We all know how good it is for us to walk.
Now we know it is even better if we can get in 10,000 steps per day. The benefits are many, according to American Cancer Society research: "
Walking has been associated in previous studies with lower risk of cancer, heart disease, and diabetes.
“Going for a walk at an average to brisk pace can provide people with a tremendous health benefit. It’s free, easy, and can be done anywhere,” says Alpa Patel, PhD, Strategic Director, CPS-3, American Cancer Society.
Even more encouraging for older adults, "the findings from a 2017 study of almost 140,000 people participating in the American Cancer Society Cancer Prevention Study II Nutrition Cohort "found that all levels of walking, even levels below the recommended guidelines, were associated with lower mortality risk. Participants who walked for less than 2 hours per week had a lower death risk than those who got no activity at all. And those who got in 1 to 2 times the recommended level of physical activity just through walking had a 20% lower mortality risk. The average age of participants in the study was about 69 years. About 6% to 7% of them reported they get no regular moderate or vigorous physical activity. Of the rest, 95% said they do some walking for exercise. About half of those said walking was their only form of physical activity. Most participants who walked reported a pace of about 2.5 miles per hour."
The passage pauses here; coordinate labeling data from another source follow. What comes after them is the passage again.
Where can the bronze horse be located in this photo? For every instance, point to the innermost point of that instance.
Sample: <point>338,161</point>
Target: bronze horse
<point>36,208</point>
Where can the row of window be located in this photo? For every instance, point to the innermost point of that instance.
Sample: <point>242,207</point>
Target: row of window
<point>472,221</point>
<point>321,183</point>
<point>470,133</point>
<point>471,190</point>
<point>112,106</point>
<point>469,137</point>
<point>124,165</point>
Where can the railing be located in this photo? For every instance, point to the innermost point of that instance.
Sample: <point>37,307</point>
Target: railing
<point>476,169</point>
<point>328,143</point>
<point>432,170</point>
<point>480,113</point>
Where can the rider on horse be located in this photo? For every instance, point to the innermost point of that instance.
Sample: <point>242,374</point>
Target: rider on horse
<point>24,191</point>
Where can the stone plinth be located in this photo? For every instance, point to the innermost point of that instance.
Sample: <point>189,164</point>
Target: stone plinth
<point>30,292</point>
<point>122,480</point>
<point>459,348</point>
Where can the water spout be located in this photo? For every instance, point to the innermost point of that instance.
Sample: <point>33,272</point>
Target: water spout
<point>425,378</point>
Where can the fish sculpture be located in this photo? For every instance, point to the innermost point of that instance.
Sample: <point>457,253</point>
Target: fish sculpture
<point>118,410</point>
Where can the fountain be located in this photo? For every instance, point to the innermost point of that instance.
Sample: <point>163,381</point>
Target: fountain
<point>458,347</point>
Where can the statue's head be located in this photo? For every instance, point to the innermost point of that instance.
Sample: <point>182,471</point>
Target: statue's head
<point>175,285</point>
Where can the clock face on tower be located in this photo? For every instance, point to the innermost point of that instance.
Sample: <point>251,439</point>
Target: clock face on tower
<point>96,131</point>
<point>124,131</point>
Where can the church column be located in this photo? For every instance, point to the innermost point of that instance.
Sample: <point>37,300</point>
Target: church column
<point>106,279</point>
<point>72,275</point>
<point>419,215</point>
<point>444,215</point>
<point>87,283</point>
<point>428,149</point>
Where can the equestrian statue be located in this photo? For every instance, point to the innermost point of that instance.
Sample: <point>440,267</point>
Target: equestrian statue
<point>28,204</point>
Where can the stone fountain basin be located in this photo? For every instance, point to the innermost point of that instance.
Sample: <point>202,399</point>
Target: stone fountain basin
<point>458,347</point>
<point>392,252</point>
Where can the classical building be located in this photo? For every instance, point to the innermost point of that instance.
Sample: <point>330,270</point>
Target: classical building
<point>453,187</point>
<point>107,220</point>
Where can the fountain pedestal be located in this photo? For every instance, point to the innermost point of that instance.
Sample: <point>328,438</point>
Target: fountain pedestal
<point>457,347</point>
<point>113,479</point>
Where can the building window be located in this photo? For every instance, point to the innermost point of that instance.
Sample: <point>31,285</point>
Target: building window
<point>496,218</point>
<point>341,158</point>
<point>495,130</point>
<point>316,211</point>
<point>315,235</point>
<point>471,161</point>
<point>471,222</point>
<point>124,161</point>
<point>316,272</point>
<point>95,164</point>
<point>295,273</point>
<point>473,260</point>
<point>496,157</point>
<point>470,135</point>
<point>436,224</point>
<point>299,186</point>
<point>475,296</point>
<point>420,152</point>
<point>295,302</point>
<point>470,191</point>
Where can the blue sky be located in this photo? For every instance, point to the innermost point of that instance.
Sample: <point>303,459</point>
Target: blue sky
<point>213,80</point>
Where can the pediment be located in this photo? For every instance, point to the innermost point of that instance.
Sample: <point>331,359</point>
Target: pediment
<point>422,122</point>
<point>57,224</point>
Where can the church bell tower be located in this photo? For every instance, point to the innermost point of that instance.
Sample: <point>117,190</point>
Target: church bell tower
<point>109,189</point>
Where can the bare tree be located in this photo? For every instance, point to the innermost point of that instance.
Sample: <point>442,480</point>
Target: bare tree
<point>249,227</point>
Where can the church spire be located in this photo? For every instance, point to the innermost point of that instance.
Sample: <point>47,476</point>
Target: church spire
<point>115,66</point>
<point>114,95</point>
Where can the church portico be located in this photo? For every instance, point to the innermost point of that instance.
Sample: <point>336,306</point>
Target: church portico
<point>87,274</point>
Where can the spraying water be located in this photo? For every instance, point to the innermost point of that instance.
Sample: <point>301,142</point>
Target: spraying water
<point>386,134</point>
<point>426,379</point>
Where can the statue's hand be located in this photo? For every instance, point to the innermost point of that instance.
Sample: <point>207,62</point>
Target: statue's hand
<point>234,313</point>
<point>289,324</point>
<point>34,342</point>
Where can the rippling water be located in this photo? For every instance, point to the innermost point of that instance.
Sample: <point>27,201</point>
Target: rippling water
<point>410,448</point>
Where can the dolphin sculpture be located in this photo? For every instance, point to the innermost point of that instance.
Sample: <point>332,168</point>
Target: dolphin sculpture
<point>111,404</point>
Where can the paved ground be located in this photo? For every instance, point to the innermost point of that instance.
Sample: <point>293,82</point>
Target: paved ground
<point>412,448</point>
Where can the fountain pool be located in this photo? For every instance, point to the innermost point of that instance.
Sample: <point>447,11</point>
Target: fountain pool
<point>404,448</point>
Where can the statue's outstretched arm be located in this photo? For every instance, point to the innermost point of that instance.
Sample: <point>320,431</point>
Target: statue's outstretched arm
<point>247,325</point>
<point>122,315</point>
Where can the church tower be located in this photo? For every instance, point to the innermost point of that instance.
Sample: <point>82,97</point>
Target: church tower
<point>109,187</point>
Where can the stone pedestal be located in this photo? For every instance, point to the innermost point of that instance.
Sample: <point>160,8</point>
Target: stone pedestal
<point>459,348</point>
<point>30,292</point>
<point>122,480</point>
And your walking time can be broken up throughout the day. Every movement counts! So add a little extra here and there and those steps will really add up. When parking, park as far from your destination as is comfortable for you. Run your errands on foot and break up your tasks into small walks throughout the day.
When possible take time to walk in nature.
There is lots of proven research into the psychological benefits of a nature walk, at Stanford University recent studies found that people who walk for 90 minutes in nature “showed decreased activity in a region of the brain associated with a key factor in depression” but little physiological differences than those who walked for 90 minutes in a city. They also found that those who walked in nature experienced less anxiety, rumination (focused attention on negative aspects of oneself), and negative thinking, as well as feeling more positive emotions. Happiness.
Walking improves every aspect of your wellbeing. And best of all it is "free, easy and can be done anywhere".